Google Deepmind to LAunching Two new AI models Designed to lend a hand the robots “perform a wider range of real tasks than ever before”. The first, called Gemini Robotics, is a model of vision action that is able to understand novel situations, even if it has not been trained on them.
Gemini Robotics is built on Gemini 2.0, the latest version of the flagship model AI Google. During the press briefing Carolina Parada, senior director and head of robotics at Google Deepmind, said that Gemini Robotics “draws on the multimodal understanding of the Gemini world and takes it to the real world, adding physical actions as new modality.”
The novel model makes progress in three key areas, which according to Google Deepmind are necessary to build helpful robots: generality, interactivity and dexterity. In addition to the possibility of generalizing novel scenarios, Gemini robotics is better to interact with people and their environment. It is also able to perform more precise physical tasks, such as folding a piece of paper or removing bottles of bottles.
“Although we have made progress in each of these areas individually in the past with general robotics, we bring [drastically] Increasing performance in all three areas with one model, “said the parade. “This allows us to build robots that are more talented, which are more responsive and more solid for changes in their environment.”

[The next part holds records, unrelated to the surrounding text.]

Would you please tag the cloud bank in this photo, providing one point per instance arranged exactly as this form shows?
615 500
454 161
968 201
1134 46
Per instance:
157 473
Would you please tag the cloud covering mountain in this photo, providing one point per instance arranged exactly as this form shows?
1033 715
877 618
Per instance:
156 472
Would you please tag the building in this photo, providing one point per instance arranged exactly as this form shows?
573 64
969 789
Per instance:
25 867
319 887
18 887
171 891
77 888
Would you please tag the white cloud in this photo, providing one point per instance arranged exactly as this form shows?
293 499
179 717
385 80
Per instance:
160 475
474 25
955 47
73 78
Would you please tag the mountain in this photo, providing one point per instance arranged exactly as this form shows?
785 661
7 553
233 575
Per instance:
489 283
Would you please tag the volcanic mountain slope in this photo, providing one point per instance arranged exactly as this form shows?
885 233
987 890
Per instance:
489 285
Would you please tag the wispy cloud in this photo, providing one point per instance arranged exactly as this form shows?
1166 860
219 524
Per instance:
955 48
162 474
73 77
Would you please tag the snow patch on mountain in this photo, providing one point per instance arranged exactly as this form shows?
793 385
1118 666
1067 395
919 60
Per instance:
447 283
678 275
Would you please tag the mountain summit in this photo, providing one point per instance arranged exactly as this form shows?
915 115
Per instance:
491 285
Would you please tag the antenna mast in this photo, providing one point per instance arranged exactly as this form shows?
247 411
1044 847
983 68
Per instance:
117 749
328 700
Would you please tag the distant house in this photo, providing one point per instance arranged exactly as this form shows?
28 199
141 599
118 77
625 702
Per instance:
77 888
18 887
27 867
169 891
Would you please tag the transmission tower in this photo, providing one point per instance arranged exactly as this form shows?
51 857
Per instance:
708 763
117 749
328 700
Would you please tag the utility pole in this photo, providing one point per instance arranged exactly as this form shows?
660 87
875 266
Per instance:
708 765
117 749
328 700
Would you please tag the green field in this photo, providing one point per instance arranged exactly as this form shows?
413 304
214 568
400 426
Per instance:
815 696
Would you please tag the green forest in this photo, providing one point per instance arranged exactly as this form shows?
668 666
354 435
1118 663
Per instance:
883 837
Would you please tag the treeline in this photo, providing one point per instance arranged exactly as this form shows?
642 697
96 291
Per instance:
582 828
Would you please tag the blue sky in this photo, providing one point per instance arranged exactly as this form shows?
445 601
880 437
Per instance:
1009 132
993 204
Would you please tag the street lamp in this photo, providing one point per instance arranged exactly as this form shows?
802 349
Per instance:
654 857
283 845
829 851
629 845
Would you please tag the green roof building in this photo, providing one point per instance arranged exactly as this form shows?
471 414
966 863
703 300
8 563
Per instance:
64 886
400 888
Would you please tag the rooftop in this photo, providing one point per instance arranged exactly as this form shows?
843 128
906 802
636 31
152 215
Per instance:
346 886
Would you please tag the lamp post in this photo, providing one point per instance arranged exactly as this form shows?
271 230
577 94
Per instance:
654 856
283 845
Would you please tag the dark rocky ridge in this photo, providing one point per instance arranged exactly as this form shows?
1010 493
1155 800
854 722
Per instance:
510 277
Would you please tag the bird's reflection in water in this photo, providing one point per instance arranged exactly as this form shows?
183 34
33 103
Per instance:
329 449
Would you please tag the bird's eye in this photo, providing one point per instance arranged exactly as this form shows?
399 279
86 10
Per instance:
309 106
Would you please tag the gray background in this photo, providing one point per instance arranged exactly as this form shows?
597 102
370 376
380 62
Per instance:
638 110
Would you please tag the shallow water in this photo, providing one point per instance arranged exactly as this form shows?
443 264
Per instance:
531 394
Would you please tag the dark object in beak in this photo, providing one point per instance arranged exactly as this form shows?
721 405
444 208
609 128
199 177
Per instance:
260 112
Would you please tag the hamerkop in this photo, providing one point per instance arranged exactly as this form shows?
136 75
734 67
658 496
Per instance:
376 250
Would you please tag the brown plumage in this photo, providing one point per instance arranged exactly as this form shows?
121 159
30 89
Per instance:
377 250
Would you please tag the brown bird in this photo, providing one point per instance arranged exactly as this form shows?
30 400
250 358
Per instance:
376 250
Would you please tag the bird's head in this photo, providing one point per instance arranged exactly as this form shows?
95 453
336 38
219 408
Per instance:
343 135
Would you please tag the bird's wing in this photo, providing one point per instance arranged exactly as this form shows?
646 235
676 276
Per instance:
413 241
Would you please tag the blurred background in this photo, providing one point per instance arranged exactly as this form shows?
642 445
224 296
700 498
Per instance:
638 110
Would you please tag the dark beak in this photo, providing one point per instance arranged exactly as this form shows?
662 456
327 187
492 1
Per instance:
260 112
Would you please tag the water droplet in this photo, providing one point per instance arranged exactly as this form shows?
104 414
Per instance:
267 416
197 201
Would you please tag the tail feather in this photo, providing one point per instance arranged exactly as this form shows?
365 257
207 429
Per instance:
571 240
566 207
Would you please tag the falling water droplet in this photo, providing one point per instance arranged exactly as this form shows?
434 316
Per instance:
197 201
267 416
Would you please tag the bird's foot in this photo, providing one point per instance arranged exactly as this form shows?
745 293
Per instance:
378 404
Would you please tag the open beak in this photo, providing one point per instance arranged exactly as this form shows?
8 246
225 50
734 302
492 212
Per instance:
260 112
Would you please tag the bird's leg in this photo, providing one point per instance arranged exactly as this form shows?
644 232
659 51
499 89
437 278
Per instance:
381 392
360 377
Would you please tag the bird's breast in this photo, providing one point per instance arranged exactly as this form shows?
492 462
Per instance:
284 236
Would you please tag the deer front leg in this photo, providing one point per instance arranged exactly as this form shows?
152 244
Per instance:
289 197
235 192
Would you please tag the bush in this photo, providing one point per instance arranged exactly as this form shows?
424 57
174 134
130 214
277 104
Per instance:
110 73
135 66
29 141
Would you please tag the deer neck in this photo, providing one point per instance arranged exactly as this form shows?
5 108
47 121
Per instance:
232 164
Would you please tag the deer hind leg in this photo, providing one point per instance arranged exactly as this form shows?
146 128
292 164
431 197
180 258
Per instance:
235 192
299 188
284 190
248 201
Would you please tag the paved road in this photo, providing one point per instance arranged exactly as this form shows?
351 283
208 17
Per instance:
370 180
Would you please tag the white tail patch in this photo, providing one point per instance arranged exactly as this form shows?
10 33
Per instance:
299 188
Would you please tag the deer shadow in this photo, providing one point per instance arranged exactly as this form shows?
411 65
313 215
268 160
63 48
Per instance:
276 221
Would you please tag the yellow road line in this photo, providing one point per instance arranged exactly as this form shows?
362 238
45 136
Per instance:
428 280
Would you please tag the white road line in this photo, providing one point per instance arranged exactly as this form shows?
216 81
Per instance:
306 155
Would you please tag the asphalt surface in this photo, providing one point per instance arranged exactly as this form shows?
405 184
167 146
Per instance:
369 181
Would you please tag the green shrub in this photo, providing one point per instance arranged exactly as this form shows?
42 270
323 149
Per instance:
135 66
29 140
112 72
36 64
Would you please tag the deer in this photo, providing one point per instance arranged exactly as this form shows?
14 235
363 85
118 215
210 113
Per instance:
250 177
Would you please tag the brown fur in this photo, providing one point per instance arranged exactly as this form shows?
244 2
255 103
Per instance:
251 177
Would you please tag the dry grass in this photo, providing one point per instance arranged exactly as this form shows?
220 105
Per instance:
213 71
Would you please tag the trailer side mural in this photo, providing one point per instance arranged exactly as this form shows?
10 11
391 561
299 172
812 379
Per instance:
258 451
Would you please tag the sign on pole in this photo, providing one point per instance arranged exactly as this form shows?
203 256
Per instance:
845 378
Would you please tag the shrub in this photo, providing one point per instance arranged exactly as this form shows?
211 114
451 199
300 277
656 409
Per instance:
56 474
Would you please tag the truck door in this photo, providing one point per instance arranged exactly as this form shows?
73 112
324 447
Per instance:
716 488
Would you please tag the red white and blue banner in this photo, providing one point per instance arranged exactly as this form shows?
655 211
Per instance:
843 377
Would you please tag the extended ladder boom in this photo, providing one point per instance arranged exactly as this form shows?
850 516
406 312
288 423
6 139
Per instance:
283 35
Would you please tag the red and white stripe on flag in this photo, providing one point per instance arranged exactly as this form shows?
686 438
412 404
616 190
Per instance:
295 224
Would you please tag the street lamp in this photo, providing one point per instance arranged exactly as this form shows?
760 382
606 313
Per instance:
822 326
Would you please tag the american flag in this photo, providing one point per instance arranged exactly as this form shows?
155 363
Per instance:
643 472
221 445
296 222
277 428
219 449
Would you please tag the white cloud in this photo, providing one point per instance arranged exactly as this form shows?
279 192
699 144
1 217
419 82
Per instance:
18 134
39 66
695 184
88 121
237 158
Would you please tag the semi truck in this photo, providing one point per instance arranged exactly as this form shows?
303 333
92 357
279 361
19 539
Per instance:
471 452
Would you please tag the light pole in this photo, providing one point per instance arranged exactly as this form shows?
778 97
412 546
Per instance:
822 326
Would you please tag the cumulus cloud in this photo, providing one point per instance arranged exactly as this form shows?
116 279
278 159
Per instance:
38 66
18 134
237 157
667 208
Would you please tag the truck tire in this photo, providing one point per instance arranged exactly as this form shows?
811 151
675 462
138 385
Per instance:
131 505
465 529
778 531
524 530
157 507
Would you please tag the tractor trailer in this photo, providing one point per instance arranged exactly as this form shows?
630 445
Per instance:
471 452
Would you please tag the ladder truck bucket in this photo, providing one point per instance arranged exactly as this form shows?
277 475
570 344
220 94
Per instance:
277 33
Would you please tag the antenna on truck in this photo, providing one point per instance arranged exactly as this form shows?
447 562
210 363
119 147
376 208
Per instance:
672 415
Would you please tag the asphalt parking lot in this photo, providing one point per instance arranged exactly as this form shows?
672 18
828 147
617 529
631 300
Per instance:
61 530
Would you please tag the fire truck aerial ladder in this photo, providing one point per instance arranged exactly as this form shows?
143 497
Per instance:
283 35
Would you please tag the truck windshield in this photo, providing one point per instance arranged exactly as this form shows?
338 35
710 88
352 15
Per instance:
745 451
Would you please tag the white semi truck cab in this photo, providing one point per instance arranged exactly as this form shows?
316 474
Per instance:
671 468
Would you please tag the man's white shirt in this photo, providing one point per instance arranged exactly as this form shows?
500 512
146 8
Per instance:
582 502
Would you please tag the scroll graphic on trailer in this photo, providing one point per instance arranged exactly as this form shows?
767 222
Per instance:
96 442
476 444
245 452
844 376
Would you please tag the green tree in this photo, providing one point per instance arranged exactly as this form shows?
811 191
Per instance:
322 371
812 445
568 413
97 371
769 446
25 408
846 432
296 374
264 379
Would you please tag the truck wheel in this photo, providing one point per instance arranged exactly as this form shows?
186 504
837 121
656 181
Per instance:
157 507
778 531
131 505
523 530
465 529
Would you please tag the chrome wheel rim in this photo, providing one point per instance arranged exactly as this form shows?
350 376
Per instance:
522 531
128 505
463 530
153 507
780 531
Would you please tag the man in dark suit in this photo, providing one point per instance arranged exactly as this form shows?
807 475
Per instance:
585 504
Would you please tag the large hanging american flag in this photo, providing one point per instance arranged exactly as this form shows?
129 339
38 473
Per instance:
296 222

Google Deepmind also introduces Gemini Robotics-era (or Evodied Reasoning), which the company describes as an advanced visual language model that can “understand our complex and dynamic world.”
As the parade explains, when you pack a lunch box and you have objects on your table, you need to know where everything is, and how to open a lunch box, how to capture objects and where to put them. This kind of reasoning of Gemini Robotics-e is to be done. It is intended for robotists to connect with existing low-level controllers-the system controlling the movements of the robot-overwhelming motion to include novel possibilities driven by Gemini Robotics-era.
In terms of safety, Google Deepmind researcher, Vikas Sindhwani, told reporters that the company is developing “layered use”, adding that the models of the Gemini robotics “are trained to assess whether the potential action is safe to perform in a given scenario.” The company also releases novel reference and frame points to lend a hand further safety research in the AI industry. Last year, Google Deepmind introduced his “robot constitution”, a set of rules inspired by Isaac Asimov for his robots.
Google Deepmind cooperates with Apptronik to “build the next generation of humanoid robots.” It also gives “trusted testers” access to the Gemini Robotics-era model, including Agile robotsAgility robotics, boston dynamics i Enchanted tools. “We are very focused on building intelligence, which will be able to understand the physical world and be able to act in this physical world,” said the parade. “We are very excited to basically use it in many examples of performance and many applications for us.”